Many fish, such as Tasmania’s endangered handfish species, “walk” along the bottom of the ocean or lake.

Somewhere around 430 million years ago a fish decided to try to walk on land and the world was never the same. The question of how this happened fascinates biologists, so it may prove useful to have discovered quite a few fish have bodies suited to walk on land , although most are apparently too lazy to bother.

In 1985 scientists were shocked to discover a species they named the waterfall climbing cavefish (Cryptotora thamicola) living in deep caves beneath Thailand’s Mae Hong Son Province. Like other cave dwellers, C. thamicola has lost its sight, but makes up for this by being able to climb rocky outcrops to get between bodies of water within the cave environment.

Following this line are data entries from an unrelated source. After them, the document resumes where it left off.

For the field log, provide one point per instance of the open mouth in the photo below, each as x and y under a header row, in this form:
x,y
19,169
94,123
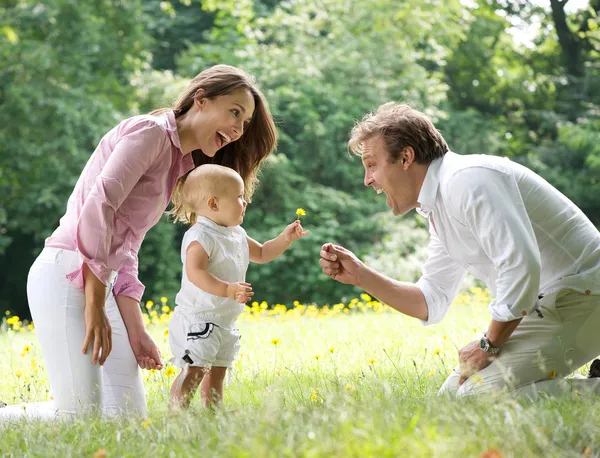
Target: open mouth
x,y
222,139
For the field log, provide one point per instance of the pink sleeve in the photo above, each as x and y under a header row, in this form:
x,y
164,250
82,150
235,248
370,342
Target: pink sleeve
x,y
131,157
127,283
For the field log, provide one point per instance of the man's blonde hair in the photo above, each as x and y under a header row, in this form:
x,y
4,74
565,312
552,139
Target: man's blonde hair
x,y
400,126
197,187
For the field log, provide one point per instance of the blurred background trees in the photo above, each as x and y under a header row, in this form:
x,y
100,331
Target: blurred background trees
x,y
512,78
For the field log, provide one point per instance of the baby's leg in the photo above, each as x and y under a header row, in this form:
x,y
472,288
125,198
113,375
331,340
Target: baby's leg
x,y
212,386
185,385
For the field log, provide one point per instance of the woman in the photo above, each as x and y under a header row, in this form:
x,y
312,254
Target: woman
x,y
83,289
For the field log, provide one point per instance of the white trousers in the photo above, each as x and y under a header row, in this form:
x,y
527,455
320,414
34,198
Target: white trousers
x,y
542,351
77,385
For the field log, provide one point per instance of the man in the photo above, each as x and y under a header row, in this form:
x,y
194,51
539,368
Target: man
x,y
538,254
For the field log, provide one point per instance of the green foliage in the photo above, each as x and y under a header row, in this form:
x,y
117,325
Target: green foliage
x,y
64,74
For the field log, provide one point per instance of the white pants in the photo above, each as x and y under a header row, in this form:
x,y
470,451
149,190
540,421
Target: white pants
x,y
542,351
78,386
195,341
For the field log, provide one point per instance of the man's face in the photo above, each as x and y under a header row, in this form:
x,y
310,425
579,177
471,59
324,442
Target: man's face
x,y
394,180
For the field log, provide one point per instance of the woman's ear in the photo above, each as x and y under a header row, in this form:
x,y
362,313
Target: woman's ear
x,y
199,99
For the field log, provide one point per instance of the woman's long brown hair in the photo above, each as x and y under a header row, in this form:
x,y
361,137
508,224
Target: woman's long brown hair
x,y
245,155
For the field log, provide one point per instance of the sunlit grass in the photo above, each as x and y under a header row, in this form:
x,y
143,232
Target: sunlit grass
x,y
351,379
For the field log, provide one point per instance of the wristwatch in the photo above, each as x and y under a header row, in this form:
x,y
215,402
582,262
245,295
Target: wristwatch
x,y
485,346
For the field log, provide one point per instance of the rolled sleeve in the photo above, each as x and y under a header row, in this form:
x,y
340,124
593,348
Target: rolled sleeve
x,y
489,203
132,156
128,283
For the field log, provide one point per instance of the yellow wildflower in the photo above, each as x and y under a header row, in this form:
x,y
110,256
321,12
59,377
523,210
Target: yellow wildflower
x,y
170,371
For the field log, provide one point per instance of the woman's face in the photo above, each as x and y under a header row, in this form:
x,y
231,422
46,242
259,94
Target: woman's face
x,y
221,120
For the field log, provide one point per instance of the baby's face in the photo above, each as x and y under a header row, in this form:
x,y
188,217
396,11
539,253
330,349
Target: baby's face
x,y
232,205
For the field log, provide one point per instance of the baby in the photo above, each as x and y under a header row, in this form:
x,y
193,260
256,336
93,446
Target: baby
x,y
215,253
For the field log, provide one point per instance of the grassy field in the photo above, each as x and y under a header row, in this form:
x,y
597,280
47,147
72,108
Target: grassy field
x,y
353,379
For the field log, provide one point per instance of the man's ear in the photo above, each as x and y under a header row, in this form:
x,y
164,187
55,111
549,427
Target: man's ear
x,y
213,203
407,156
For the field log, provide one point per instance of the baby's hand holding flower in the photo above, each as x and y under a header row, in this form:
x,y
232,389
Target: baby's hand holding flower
x,y
294,231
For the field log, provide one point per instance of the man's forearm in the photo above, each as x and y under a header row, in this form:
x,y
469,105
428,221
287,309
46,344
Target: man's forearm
x,y
274,248
499,331
405,297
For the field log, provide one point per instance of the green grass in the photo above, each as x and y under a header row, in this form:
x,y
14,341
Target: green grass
x,y
374,394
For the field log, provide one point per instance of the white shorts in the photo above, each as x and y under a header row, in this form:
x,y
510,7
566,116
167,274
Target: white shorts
x,y
199,342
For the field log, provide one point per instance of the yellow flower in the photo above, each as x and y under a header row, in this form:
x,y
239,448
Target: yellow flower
x,y
170,371
100,453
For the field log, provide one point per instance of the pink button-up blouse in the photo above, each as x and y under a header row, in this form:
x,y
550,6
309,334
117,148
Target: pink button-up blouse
x,y
122,192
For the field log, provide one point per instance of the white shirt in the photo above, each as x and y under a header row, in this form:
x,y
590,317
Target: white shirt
x,y
509,228
228,258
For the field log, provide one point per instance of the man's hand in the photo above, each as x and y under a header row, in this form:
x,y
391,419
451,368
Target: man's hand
x,y
341,264
472,359
240,292
294,231
146,351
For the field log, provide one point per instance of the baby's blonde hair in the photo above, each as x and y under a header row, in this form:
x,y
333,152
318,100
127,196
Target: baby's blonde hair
x,y
196,187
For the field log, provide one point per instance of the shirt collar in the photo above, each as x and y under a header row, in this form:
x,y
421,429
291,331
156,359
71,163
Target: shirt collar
x,y
172,129
187,162
225,230
429,188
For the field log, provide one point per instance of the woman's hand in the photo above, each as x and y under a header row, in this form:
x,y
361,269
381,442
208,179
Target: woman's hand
x,y
97,326
98,330
146,352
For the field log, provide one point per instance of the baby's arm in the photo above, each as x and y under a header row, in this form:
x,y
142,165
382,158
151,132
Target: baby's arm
x,y
196,268
268,251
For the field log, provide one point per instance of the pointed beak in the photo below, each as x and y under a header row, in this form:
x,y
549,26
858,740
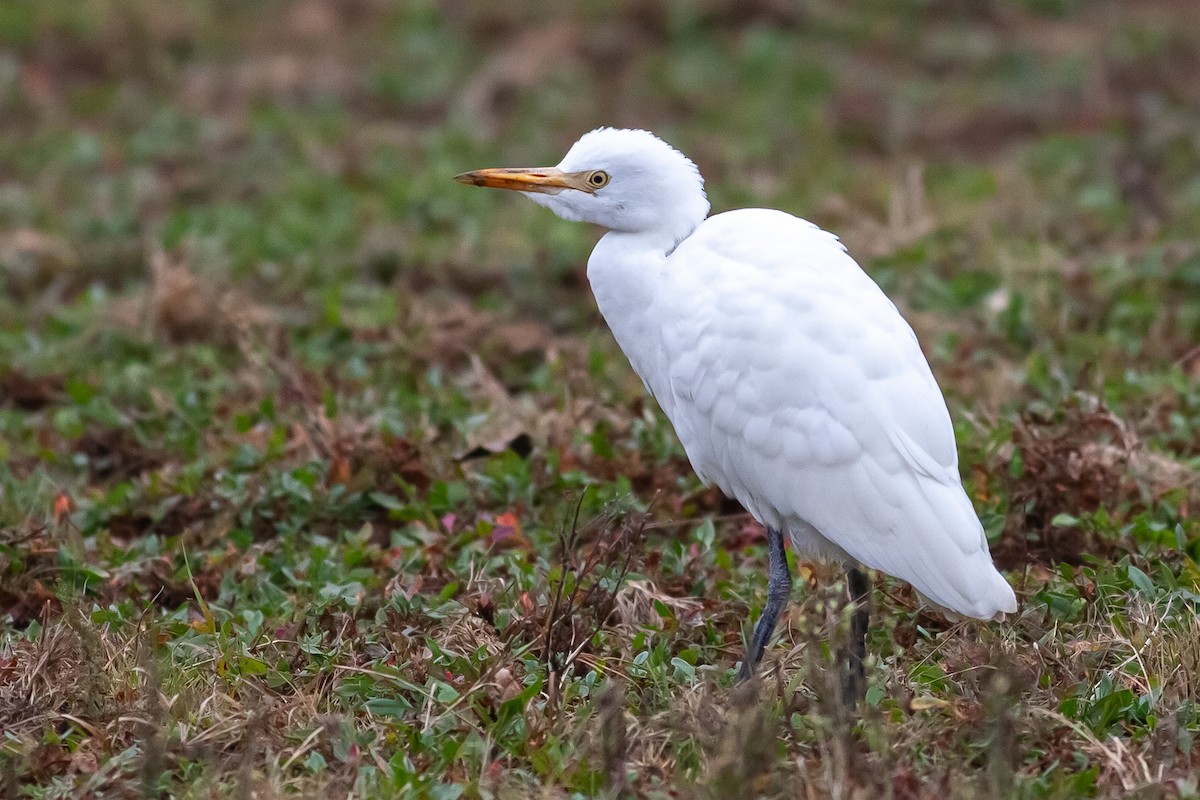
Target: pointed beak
x,y
547,180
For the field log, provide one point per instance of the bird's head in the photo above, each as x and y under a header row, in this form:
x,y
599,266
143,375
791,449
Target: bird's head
x,y
621,179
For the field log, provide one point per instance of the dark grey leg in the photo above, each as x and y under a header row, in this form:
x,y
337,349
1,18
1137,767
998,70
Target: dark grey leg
x,y
779,589
861,600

Other fish have developed a capacity to leap from the water and take a few bounces on land using powerful tails, but something akin to actual walk is a different matter. “Mexican Walk Fish”, for example, aren’t actually fish.

In 2016 a study of the way C. thamicola gets around found it has a large pelvic girdle similar to land animals and uses the most common four-legged gait – right front and back left together, followed by the reverse. However, in this case, its fins rather than legs are being moved.

Zachary Randall of the Florida Museum wondered if C. thamicola had developed the anatomy to do this all on its own, or it’s built on a pre-existing structure found in related species. The waterfall climbing cavefish is the only one of its genus known, but it belongs to the larger family of hillstream loaches, so Randall and others studied the bone structures of other loaches.

In the Journal of Morphology, they report 10 other loaches with pelvic girdles strong enough they could support the fishes’ weight walk out of water.

“Fishes don’t usually have any connection between their spine and pelvic fin,” Randall said in a statement. “But before, the idea was that the cave angel fish was totally unique. What’s really cool about this paper is that it shows with high detail that robust pelvic girdles are more common than we thought in the hillstream loach family.”

More than 100 hillstream loaches are known, so this is a rare feature, even on this branch of the ichthyic family tree. The study helped place C. thamicola relative to other hillstream loaches. Lead author Callie Crawford, a New Jersey Institute of Technology PhD student, noted that while the physical characteristics of the loaches vary by species, they share a genetic capacity to adapt to fast-flowing river environments.

Many fish, such as Tasmania’s endangered handfish species, “walk” along the bottom of the ocean or lake. However, with the buoyancy of water holding most of their weight this requires much less adjustment of the conventional fish bone structure.